Higher D-dimer levels have been widely associated with COVID-19 severity and mortality,[19–21] as the infection induces a coagulopathy with secondary hyperfibrinolysis in severe cases. In our study, D-dimer peak was associated with persistent lung abnormalities, adding predictive value to the models without subtracting from the effect of CRP. Accordingly, its role as a mediator of the effect of inflammation on persistent abnormalities was modest, if any. Apparently, even if inflammation and coagulopathy are linked in COVID-19 patients,[23–25] CRP and D-dimer effects on persistent lung damage are independent, acting through different causal pathways.
This study has some limitations. First, only COVID-19 survivors who experienced severe pneumonia (extension >40% at hospital admission and/or respiratory failure during hospitalisation) were routinely evaluated with follow-up CT scans and included in the study. Second, CRP curves were not always complete, and extrapolations were done. Many values were missing for D-dimer. Furthermore, we had no information on other potential confounders, such as pre-existing lung damage. Nevertheless, our model building strategy was guided by the attempt to describe causal pathways, and we showed that several factors are on the same causal pathway of inflammation. Our findings suggest that future studies trying to understand the etiopathogenesis of COVID-19 should carefully consider which variables should be placed in multivariable analyses. Otherwise, the risk is of hiding the causal links with upstream determinants, such as hyperinflammation markers, and of introducing effect mediators. Moreover, our study focused on persistent morphological abnormalities evaluated by means of CT scan, but the evaluation of the impact of residual CT abnormalities on symptoms and lung function tests is ongoing and is beyond the scope of the present study. Finally, our attempt to classify the pattern of CT abnormalities may be questionable. In fact, the non-fibrotic CT pattern may include features (e.g., GGO), that require more time to become overtly fibrotic on CT.
In conclusion, higher inflammatory burden is associated with short- and medium-term lung damage. The peak value of CRP is the most important determinant of damage at 2-3 months, while both the duration and intensity of the inflammatory response become important for more long-lasting damage (6-7 months). Other measures of disease severity seem to be mediators of the inflammatory effect, except for D-dimer peak, confirming that the two pathways of inflammation and coagulopathy are partially independent, although both contribute to lung damage.
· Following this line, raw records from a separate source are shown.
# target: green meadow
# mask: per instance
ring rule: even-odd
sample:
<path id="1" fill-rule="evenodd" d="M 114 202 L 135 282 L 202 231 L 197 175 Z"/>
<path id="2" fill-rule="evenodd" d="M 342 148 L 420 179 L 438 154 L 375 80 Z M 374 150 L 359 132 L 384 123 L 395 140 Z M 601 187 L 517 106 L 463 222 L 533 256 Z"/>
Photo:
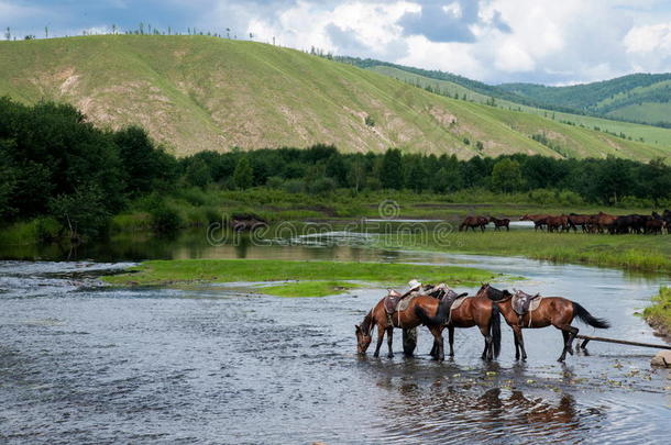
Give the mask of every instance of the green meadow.
<path id="1" fill-rule="evenodd" d="M 128 272 L 103 277 L 116 286 L 166 286 L 216 282 L 287 281 L 258 287 L 258 293 L 279 297 L 321 297 L 342 293 L 361 282 L 405 285 L 409 278 L 450 286 L 476 286 L 502 278 L 483 269 L 459 266 L 351 262 L 286 262 L 273 259 L 184 259 L 144 262 Z"/>

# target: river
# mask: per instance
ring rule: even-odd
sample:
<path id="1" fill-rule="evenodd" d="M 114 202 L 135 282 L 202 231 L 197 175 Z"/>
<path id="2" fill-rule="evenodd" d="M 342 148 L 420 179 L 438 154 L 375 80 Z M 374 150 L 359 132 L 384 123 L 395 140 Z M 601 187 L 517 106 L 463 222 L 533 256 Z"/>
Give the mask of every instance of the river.
<path id="1" fill-rule="evenodd" d="M 501 286 L 579 301 L 612 322 L 597 334 L 661 342 L 635 312 L 668 277 L 354 244 L 175 243 L 169 256 L 473 265 L 527 278 Z M 114 289 L 96 277 L 136 257 L 96 259 L 114 260 L 0 263 L 0 442 L 668 443 L 671 372 L 650 368 L 653 349 L 592 342 L 558 364 L 561 334 L 525 330 L 521 363 L 504 325 L 493 363 L 480 359 L 475 329 L 457 331 L 444 363 L 429 358 L 427 331 L 416 358 L 403 357 L 399 335 L 393 359 L 360 357 L 354 324 L 383 289 L 295 299 L 244 283 Z"/>

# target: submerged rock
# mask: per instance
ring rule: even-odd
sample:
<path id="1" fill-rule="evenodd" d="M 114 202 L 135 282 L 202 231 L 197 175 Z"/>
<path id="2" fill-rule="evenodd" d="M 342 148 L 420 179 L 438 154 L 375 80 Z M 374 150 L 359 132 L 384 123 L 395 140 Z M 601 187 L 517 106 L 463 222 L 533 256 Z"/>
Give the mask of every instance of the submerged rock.
<path id="1" fill-rule="evenodd" d="M 671 368 L 671 351 L 660 351 L 650 360 L 650 366 L 659 366 L 662 368 Z"/>

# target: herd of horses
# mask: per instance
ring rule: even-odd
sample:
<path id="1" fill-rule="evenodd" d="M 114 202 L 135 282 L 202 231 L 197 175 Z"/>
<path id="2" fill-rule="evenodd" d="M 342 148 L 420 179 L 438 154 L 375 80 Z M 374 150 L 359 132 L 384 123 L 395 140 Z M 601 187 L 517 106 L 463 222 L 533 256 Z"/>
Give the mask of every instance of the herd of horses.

Data availability statement
Participant data that underlie the results reported in this manuscript will be shared after de-identification, beginning 6 months and ending at least 7 years after article publication, to researchers who provide a methodologically sound proposal with objectives consistent with those of the original study. Proposals and data access requests should be directed to the Area Vasta Emilia Nord (AVEN) Ethics Committee at [email protected] as well as to the Authors at the Epidemiology Unit of AUSL–IRCCS di Reggio Emilia at [email protected], who are the data guardians. To gain access, data requestors will need to sign a data access agreement.